My daughter, the reason
People ask how I balanced building a business while raising a daughter. The truth is: she became the reason I kept going.
I want her to grow up never believing she has to shrink herself to enter a room. I want her to see possibility before permission. I want her to see her mother do the thing so the thing becomes possible. I want her to understand that if the space you need doesn't exist yet, you can build it yourself.
The Rogue Room is for her. And for everyone who has ever been told directly or indirectly that the room they wanted to enter wasn't built for them. Then build your own.
Chance street
In October 2025, we opened our flagship at 4 Chance Street in Shoreditch. Adjaye's Dirty House, reimagined by Studioshaw. AlphaTheta sound. Light programmed with Professor Russell Foster.

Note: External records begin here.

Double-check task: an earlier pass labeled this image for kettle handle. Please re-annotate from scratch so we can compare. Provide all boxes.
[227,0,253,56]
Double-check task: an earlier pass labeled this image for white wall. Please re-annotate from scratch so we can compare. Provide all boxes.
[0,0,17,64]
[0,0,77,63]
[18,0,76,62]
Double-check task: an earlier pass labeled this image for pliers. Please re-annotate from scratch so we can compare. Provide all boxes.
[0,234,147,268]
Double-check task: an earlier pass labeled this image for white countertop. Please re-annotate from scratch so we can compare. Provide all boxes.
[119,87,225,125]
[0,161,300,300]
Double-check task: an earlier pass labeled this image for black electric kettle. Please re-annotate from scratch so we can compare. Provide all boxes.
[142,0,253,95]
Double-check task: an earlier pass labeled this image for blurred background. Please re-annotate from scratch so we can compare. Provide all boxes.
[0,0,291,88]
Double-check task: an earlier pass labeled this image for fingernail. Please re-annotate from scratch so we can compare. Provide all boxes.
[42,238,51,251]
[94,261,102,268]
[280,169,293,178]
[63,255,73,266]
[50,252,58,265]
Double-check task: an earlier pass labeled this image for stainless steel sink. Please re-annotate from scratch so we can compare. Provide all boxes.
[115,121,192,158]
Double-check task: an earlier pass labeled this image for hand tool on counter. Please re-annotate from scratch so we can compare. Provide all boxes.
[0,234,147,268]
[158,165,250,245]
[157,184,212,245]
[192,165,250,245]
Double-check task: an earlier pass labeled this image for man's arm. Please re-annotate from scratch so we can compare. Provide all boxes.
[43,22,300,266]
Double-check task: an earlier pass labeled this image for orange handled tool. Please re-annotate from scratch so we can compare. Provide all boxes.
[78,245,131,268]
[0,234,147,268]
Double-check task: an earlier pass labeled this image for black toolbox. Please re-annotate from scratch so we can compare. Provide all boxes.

Everything we imagined in the basement at fabric became physical. Sound. Light. Movement. Science. Emotion. Every detail intentionally designed to shape how people feel.
A club for wellness.
What rebellion actually means
Rebellion was never branding for us. It was philosophy. We rejected the idea that wellness had to:
look exclusive
perform purity
aestheticise healing
worship perfection
belong to a certain kind of person
We built a space for people who never saw themselves reflected in traditional wellness culture. A place where science and nightlife could coexist. Where movement could feel emotional. Where wellbeing could feel communal. Five years on, the world is finally moving toward what we believed all along:
People don't heal in isolation. They heal in connection.
We didn't predict the shift. We simply refused to build the room the old way. It's been five years of rebellion. And if you're rogue, you're in.